In a formal learning situation, teachers, coaches, instructional designers and other ‘learning experts’ take on the responsibility not only for providing interesting new learning material but also for assisting the learner to recognise what’s important, transfer this to long-term memory and then strengthen their pathways to this new learning. They achieve this primarily through interaction – questions, exercises, discussions, essays, assignments, and so on.
But it’s a mistake to believe that learning can only take place when this interaction is externally mediated; individuals can also do this for themselves. Those who have learned how to learn are capable of acting independently: they can recognise when something is important, they reflect, they make notes, initiate conversations and post to their blogs. They’re also quite capable on acting on what they have learned by applying it to their jobs. With independent learners, courses with formalised interactions will often not be necessary.
In 1992, Hubert Dreyfus described the journey that learners take from ‘novice’ to ‘advanced beginner’ to ‘competent’ to ‘proficient’ to ‘expert’. Brian Sutton explains how different approaches are required at different stages along this journey: “The transition from novice to advanced beginner is essentially associated with rule following behaviour and this is best facilitated through formal learning processes. However, the transition from competent through proficient to expert is largely associated with pattern recognition and experience. It can only be attained within the performance context. It is rooted in the acquisition and sharing of tacit knowledge and this is fundamentally a social process – it needs prolonged and deep engagement with other expert practitioners.”
Sutton goes further to argue that “…as learning professionals we need to stop thinking of learning as an event that is organised by one set of people and imposed upon another, regardless of whether that event takes place in a classroom or via the medium of e-learning. Learning is a natural consequence of living and working: work has always involved problem solving, judgement, conflict resolution and choice – these are all learning opportunities. We can experience them and move on regardless or we can reflect upon them within the context of our environment and our core principles and, as a result, produce new insights that move us forward.”
There is a price to pay for the structure inherent in formal learning: interventions take time, money and expertise to design and develop. Organisations can’t always afford to wait for the interventions to be made available, nor can they necessarily spare the resources. When the learning is important to the organisation, when there is a sufficiently large target audience, when there is adequate lead time, then the investment might be made. When these conditions aren’t met, the organisation can either look for an off-the-shelf solution from an external supplier or adopt a more informal approach.
The inflexibility of formal learning can extend to the content, as John Seely Brown and Paul Duquid observe : “Learning is usually treated as a supply-side matter, thought to follow teaching, training or information delivery. But learning is much more demand driven. People learn in response to need. When people cannot see the need for what’s being taught, they ignore it, reject it, or fail to assimilate it in any meaningful way.
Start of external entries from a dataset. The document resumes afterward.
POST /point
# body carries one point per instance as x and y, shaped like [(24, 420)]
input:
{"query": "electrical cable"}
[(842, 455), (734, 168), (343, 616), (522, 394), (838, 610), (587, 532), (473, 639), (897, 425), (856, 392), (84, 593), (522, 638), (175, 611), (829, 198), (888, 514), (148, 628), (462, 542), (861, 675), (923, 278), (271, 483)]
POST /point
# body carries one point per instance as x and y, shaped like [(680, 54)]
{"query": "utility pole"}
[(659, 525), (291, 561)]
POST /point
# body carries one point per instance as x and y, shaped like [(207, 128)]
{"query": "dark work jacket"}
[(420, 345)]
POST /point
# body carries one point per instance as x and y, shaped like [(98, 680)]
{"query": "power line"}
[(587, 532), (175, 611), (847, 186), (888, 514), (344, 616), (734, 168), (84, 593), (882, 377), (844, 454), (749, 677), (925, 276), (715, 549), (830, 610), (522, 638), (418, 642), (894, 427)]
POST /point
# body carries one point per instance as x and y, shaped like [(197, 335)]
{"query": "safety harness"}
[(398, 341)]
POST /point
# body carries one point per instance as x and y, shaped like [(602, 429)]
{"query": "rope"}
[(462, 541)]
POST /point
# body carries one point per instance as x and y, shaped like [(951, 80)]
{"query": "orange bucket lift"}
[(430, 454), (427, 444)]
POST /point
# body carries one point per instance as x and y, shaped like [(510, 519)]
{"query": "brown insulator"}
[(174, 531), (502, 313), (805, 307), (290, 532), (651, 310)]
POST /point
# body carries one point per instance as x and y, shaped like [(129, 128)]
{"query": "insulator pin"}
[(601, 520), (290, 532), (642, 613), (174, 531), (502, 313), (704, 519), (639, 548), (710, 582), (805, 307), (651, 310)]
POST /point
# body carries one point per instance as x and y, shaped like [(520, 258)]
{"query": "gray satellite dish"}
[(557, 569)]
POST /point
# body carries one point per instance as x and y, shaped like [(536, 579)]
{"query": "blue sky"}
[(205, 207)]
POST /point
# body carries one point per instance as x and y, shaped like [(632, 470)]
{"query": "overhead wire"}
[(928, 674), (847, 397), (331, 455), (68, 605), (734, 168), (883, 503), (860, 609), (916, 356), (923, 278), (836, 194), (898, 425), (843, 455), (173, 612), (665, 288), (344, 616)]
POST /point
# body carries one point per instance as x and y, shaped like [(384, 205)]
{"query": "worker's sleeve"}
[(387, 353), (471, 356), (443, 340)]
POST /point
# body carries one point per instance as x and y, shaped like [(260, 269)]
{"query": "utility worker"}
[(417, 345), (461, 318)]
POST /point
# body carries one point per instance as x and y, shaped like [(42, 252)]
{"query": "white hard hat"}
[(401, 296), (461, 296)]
Conversely, when they have a need, then, if the resources for learning are available, people learn effectively and quickly.”
Sometimes, as Harold Jarche likes to say, you need the ABC solution; that’s Anything But Courses.
Mind Over Machine by Herbert Dreyfus, 1992.
Learning’s Environmental Crisis by Brian Sutton, published as part of the Advance series by Saffron Interactive, 2007.
The Social Life of Information by John Seely Brown and Paul Duquid, Harvard Business School Press, 2002.